The following code creates the XML file, and writes on it the entire structure with the information obtained from our speakers collection. Now, we need to use an iteration to access each .speaker-item element on the collection and get the data.

File.open('speakers.xml', 'w+') do |f|
  # For each speaker on speakers list do
  speakers.each do |speaker|
    f.puts("<dict>\n")
    f.puts("\t<key>name</key>\n")
    # The speaker name is at the h1 element
    f.puts("\t<string>#{speaker.at_css('h1').text}</string>\n")
    f.puts("\t<key>speakerId</key>\n")
    # The speaker_id is generated automatically with the iteration
    f.puts("\t<integer>#{speaker_id}</integer>\n")
    f.puts("\t<key>twitter</key>\n")
    # The user's twitter is at '.data p' element
    f.puts("\t<string>#{speaker.at_css('.data p').text}</string>\n")
    f.puts("\t<key>bio</key>\n")
    # The user's bio is at '.bio p' element
    f.puts("\t<string>#{speaker.at_css('.bio p').text}</string>\n")
    f.puts("</dict>")
    speaker_id += 1
  end
end

And that’s it. The product of our code is an XML file with 216 automatically generated lines. This is a very basic example, but the potential of Nokogiri is only limited by our creativity.

As I already told you, this is only a small example. To give a larger example to better appreciate the potential of Nokogiri and the Screen Scraping technique, imagine you want to retrieve data from a website that includes a large quantity of data shown on an HTML table. With Nokogiri, you can access all of the rows in that table, and instantiate objects to do something with them or to store those rows in a database accessible from our application.
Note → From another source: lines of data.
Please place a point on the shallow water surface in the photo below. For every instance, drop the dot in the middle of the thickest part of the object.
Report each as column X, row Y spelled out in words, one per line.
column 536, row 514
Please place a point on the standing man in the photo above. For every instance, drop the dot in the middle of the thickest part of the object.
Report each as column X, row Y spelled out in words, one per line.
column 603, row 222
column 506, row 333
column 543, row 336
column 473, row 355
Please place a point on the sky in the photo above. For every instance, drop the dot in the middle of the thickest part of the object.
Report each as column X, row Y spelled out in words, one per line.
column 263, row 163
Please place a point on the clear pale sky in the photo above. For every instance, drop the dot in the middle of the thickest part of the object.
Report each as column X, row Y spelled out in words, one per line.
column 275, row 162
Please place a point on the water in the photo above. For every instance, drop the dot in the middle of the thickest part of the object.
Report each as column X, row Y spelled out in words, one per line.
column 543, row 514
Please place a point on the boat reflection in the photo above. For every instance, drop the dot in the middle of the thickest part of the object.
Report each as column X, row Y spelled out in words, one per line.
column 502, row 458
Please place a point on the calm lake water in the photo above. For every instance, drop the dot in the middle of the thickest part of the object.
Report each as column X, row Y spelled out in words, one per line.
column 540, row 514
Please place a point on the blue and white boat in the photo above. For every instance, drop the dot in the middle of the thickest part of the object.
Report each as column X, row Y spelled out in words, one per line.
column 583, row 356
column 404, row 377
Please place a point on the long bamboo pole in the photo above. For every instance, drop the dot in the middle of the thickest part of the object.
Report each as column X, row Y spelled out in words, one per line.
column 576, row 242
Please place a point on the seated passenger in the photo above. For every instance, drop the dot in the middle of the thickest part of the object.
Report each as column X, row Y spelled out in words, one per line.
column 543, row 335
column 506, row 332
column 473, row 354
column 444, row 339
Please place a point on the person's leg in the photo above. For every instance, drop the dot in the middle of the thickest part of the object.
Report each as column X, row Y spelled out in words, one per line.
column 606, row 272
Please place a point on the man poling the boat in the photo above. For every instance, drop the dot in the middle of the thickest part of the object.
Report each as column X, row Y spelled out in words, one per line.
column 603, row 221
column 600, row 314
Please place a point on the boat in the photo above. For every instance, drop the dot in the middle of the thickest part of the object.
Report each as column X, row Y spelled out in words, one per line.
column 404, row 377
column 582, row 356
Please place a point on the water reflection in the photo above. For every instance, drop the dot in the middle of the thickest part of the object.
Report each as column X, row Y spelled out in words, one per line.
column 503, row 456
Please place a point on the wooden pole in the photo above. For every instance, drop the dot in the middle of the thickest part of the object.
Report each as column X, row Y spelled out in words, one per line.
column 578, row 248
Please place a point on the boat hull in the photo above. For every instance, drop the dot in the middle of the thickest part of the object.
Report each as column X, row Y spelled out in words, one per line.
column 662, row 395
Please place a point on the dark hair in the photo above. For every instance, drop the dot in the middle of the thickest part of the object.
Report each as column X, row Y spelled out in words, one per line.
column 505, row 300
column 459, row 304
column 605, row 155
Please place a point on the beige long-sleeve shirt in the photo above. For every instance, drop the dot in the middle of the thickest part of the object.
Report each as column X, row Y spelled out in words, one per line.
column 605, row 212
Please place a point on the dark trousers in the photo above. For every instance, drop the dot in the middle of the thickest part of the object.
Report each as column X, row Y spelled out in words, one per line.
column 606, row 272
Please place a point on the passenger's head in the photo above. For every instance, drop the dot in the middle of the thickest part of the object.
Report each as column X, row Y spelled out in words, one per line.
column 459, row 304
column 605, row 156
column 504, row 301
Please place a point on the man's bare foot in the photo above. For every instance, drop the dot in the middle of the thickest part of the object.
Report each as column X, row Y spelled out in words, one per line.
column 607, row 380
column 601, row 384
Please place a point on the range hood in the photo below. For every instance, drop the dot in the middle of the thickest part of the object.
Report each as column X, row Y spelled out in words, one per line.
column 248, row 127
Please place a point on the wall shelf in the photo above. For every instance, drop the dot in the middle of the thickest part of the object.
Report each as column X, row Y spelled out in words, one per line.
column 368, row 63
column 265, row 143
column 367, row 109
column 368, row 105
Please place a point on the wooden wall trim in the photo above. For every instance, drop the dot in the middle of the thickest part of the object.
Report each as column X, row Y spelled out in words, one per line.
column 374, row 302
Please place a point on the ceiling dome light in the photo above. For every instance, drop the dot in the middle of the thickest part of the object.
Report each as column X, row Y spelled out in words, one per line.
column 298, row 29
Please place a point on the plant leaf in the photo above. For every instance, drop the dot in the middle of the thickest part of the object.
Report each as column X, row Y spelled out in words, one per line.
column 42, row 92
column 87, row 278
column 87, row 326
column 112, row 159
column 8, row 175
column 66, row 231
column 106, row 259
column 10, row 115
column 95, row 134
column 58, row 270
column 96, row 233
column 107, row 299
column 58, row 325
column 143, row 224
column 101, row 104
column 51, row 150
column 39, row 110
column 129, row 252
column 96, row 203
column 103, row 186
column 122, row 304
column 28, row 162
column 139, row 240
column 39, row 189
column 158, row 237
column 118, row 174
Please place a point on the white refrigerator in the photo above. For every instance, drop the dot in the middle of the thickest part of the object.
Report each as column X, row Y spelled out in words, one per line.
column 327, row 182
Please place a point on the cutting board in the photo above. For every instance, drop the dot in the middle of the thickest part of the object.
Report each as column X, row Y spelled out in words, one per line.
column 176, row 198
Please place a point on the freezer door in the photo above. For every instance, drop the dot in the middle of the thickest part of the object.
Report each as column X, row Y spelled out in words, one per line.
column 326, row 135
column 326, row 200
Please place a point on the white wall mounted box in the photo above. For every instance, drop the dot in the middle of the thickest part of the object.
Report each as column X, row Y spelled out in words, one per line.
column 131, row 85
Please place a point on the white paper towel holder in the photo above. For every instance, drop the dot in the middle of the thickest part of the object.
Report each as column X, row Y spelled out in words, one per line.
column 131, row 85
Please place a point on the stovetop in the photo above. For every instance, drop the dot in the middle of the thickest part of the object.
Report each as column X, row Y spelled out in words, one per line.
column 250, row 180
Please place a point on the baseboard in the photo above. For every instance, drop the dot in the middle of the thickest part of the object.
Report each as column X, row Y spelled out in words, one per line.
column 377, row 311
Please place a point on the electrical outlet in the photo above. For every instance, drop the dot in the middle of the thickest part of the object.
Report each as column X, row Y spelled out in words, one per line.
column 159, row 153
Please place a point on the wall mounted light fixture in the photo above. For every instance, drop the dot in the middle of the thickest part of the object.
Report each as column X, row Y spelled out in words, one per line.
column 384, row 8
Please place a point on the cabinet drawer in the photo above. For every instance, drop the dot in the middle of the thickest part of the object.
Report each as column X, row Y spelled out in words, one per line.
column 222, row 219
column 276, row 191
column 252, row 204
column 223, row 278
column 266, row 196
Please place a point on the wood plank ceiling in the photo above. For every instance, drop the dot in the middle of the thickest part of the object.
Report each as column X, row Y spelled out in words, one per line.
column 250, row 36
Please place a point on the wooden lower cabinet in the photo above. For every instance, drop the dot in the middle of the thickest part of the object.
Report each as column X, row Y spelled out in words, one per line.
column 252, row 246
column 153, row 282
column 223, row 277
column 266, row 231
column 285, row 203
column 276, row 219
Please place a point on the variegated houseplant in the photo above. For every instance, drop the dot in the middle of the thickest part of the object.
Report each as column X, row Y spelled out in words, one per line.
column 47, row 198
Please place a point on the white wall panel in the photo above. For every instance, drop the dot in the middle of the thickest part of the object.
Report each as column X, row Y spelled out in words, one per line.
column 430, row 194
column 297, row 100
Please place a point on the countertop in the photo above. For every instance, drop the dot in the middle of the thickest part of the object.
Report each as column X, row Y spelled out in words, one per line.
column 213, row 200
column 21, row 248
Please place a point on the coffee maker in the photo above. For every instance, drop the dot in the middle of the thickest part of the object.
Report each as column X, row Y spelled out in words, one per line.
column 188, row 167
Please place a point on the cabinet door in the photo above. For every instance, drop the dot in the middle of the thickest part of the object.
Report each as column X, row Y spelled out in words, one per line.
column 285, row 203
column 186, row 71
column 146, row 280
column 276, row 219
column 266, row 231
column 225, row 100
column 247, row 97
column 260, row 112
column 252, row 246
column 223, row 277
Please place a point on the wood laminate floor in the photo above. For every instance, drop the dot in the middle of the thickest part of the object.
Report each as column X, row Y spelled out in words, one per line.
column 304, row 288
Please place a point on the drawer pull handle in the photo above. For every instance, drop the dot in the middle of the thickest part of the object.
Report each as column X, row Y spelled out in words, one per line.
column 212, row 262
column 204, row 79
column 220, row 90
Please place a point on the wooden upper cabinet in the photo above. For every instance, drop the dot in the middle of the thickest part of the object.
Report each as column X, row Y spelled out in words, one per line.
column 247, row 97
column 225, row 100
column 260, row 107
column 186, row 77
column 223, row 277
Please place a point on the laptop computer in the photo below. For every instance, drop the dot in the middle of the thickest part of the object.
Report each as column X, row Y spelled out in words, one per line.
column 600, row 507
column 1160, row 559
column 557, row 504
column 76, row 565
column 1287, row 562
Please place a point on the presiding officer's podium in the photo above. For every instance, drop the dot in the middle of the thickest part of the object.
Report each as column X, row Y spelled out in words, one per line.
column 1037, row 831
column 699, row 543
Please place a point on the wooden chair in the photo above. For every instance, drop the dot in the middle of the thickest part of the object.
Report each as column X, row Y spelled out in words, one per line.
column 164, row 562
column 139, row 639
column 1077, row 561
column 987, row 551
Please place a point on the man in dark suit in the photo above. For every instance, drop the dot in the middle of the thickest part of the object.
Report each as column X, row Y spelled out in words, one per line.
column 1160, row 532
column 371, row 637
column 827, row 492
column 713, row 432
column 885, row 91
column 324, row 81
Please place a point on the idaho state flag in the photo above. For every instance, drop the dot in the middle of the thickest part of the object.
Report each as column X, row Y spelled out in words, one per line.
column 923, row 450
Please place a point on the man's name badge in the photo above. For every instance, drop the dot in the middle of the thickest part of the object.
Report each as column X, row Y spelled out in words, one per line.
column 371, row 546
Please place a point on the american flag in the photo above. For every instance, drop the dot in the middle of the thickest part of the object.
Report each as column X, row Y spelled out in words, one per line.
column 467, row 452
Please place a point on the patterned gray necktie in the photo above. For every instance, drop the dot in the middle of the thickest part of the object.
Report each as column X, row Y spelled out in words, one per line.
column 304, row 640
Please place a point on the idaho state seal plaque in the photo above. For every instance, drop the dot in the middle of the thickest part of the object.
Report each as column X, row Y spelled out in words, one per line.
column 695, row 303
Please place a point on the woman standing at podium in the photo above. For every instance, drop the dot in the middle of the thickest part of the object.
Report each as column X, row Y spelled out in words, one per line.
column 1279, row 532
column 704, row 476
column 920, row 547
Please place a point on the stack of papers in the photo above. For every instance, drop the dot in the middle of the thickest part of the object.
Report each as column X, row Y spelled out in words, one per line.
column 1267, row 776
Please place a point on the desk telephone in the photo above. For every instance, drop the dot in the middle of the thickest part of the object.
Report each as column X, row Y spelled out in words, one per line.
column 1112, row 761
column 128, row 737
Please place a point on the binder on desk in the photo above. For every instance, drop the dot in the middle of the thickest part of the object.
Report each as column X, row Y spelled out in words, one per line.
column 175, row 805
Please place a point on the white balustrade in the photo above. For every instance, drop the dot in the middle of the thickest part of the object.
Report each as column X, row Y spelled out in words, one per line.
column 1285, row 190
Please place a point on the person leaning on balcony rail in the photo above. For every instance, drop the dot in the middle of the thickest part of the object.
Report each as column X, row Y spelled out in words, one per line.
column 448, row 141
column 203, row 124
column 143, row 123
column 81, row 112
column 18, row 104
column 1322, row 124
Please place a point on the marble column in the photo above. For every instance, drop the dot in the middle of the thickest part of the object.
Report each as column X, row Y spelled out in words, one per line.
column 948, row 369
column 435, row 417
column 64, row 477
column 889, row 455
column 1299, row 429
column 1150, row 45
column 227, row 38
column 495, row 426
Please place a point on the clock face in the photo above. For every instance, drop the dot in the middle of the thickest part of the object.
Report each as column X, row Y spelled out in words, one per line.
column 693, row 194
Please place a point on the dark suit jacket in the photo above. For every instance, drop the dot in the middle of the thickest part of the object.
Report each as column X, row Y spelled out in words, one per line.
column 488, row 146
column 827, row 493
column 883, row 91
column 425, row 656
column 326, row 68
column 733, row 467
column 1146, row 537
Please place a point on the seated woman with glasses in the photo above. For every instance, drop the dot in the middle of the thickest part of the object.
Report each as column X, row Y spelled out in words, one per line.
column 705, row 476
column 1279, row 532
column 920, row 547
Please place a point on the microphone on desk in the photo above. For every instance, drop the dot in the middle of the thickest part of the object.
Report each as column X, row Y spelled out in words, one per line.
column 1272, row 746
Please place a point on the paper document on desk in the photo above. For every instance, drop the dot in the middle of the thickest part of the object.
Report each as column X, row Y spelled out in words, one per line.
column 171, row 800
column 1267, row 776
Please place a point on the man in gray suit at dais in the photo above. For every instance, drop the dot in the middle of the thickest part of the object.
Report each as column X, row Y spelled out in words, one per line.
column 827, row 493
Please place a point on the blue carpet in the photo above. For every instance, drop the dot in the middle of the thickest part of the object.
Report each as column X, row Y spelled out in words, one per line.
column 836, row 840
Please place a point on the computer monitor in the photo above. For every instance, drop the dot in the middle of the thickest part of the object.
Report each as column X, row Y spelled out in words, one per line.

If there were 10 to 20 rows of data you would probably do it manually, but if you had over a 1,000 rows you would need the help of Nokogiri.

To conclude, Screen Scraping with Nokogiri is a great tool when we need to automatically extract data from a website, we don’t have any web services available, and our sources are HTML documents exclusively.

Hope you enjoyed this short tutorial.

*Nokogiri can parse XML, SAX and Reader documents too.